2. ¿Ya viste cuánto dejaste de gastar por quedarte en casa la semana pasada, por la alerta sanitaria? Gasolina o transporte público: 80 pesos, comida en la fonda de la esquina: 120 pesos (30 pesos diarios por 4 días), comida de viernes con los cuates: 200 pesos, cafecito: 50 pesos. No te digo que te vuelvas un ermitaño. Hasta eso que no es tan malo ver a los compañeros de trabajo todos los días y salir a comer a un restaurantito de vez en cuando. Lo que es importante es que te vuelvas conciente de esos gastos, que los registres y veas si de verdad todos los pesos desembolsados han sido bien empleados. O si tal vez puedes encontrar otros buenos usos para tu dinero.
3. ¿Quieres aprender a llevarte mejor con tu dinero? Hay unos cursos en la Universidad Iberoamericana, la Unam y el Tecnológico de Monterrey, que imparte Juan José Salas, un profesor joven y ameno. Yo ya fui a uno y se me hizo divertido pasar algunas horas del fin de semana en un campus universitario, conocer gente nueva que además te ayuda a entender cómo te llevas con tu dinero y cómo mejorar esa relación.

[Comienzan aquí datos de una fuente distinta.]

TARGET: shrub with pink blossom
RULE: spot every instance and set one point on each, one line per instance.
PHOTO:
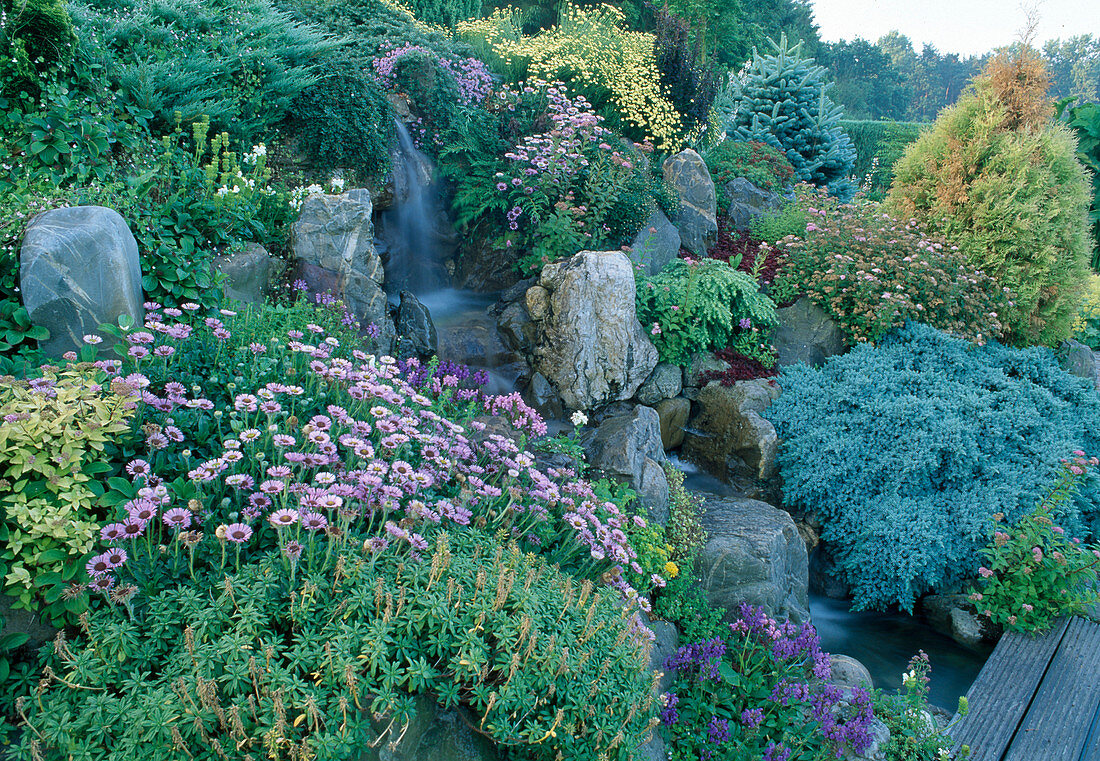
(572, 186)
(440, 87)
(1035, 573)
(871, 273)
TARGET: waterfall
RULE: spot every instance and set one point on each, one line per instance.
(410, 230)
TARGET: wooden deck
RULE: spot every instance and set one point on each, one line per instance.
(1037, 698)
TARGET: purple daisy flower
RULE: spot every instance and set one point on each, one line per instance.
(177, 518)
(238, 532)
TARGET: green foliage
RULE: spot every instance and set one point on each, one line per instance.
(240, 64)
(781, 100)
(55, 436)
(1036, 573)
(196, 196)
(1087, 324)
(703, 305)
(690, 78)
(872, 272)
(906, 449)
(757, 162)
(446, 13)
(35, 35)
(262, 663)
(879, 144)
(776, 225)
(342, 122)
(1085, 121)
(914, 735)
(573, 186)
(1001, 182)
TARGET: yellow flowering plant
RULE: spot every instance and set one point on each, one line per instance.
(592, 50)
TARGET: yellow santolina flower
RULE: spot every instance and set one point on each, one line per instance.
(589, 46)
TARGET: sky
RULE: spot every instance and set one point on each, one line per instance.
(964, 26)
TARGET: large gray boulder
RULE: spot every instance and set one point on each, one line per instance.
(416, 332)
(78, 268)
(690, 180)
(729, 437)
(332, 249)
(806, 333)
(433, 734)
(1082, 362)
(663, 383)
(628, 447)
(747, 201)
(249, 273)
(656, 244)
(591, 344)
(754, 554)
(673, 415)
(956, 616)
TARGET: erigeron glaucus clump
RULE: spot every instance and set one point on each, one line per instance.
(378, 451)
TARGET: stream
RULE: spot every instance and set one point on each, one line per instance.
(414, 239)
(881, 641)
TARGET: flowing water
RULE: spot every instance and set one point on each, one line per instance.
(881, 641)
(413, 231)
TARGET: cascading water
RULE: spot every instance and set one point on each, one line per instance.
(415, 238)
(881, 641)
(410, 230)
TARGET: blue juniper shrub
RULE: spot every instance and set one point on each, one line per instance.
(908, 449)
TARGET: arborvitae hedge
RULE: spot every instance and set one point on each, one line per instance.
(999, 179)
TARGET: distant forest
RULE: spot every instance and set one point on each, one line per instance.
(888, 78)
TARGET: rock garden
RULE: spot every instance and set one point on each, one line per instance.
(462, 382)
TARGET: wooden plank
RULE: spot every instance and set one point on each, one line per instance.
(1000, 696)
(1058, 720)
(1091, 750)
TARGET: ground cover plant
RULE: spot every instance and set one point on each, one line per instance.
(906, 449)
(348, 470)
(999, 178)
(735, 693)
(914, 735)
(872, 272)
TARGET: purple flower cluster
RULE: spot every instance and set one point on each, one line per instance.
(292, 475)
(788, 641)
(447, 374)
(669, 715)
(702, 659)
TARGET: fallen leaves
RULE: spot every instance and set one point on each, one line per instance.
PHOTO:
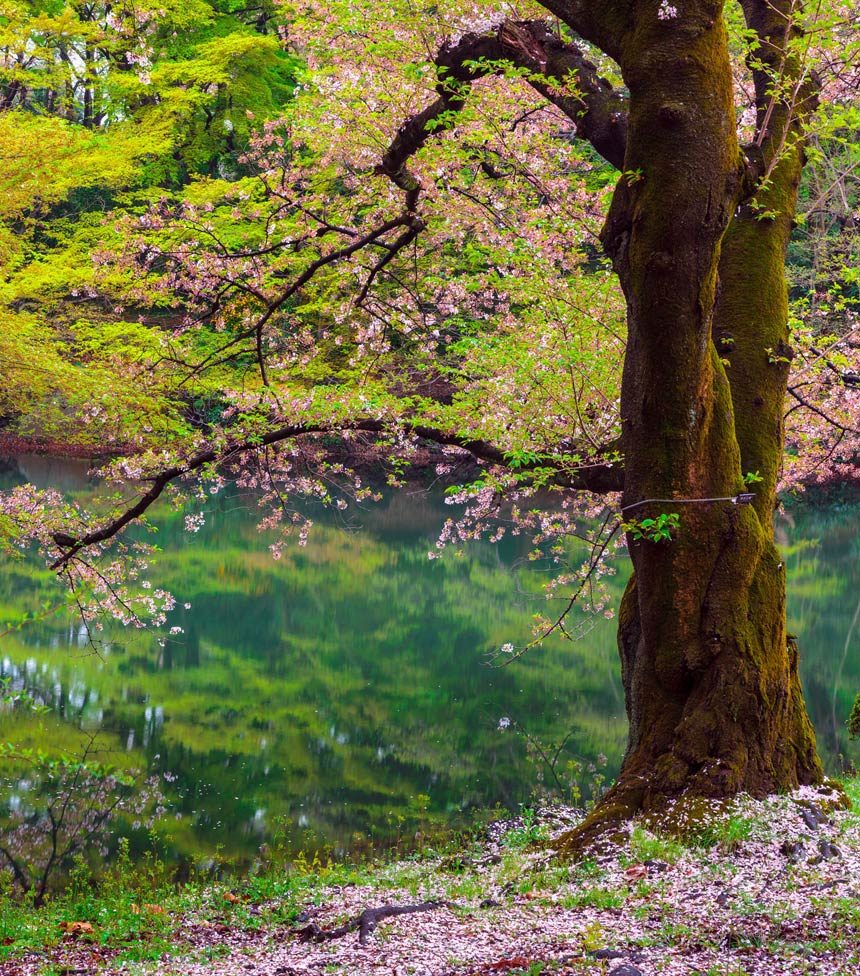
(77, 928)
(636, 872)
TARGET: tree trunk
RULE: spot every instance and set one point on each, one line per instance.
(710, 675)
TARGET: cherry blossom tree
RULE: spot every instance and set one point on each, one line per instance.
(550, 238)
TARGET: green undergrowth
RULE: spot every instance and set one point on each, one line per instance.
(137, 912)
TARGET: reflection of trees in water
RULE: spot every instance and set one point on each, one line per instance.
(822, 551)
(332, 686)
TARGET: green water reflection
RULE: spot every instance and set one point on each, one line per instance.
(334, 689)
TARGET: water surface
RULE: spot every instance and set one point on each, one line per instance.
(344, 690)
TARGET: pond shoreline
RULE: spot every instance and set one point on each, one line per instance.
(760, 887)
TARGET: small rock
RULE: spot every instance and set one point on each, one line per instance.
(791, 850)
(655, 865)
(810, 819)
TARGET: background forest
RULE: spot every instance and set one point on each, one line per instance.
(165, 168)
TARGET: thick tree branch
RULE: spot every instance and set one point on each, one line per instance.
(786, 87)
(558, 70)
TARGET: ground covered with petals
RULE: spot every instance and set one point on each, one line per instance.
(764, 887)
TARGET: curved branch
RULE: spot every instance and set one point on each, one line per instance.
(599, 477)
(557, 69)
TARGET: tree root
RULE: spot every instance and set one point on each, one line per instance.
(366, 922)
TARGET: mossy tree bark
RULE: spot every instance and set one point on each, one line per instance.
(710, 674)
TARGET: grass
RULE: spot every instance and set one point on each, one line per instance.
(138, 914)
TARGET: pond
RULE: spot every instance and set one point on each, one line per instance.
(343, 695)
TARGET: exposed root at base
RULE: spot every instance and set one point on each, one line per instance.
(366, 922)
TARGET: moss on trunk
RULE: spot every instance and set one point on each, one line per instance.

El más próximo es el 29 de mayo en Unam Acatlán. Luego sigue en la Ibero, el 19 de junio. Pícale aquí para ver datos. En julio, agosto y octubre en el Tec.


Los de la Profeco le están poniendo ganas a eso de la educación financiera. Acaban de poner en línea su revista y ahí tienen una serie de videos cuyo principal mensaje es “no consumas a lo güey”. Hace algún tiempo los serios funcionarios de la protección al consumidor no se habrían atrevido a escribir eso, pero ahora el lenguaje ya no nos espanta.

Los consejos están divertidos, aunque se me hace que ya deberíamos saber que si apagamos focos o ponemos ahorradores, o desconectamos lo que no usemos, gastaremos menos en energía eléctrica. Mira el video sobre el  gasto hormiga.

Ya es un avance. Los banqueros mexicanos siguen diciendo que muy pronto promoverán la educación financiera en la primaria y la secundaria. Mientras que eso sucede, te dejo con una calculadora (en inglés) que te dice cuánto tardarías en pagar tu tarjeta de crédito con una cantidad fija al mes. En el primer espacio pon tu saldo. Donde dice APR ponle la tasa de interés de tu tarjeta. Y en el último espacio escribe cuánto planeas pagar mensualmente. La calculadora viene del sitio de Visa en inglés, que está más amigable que el sitio en español.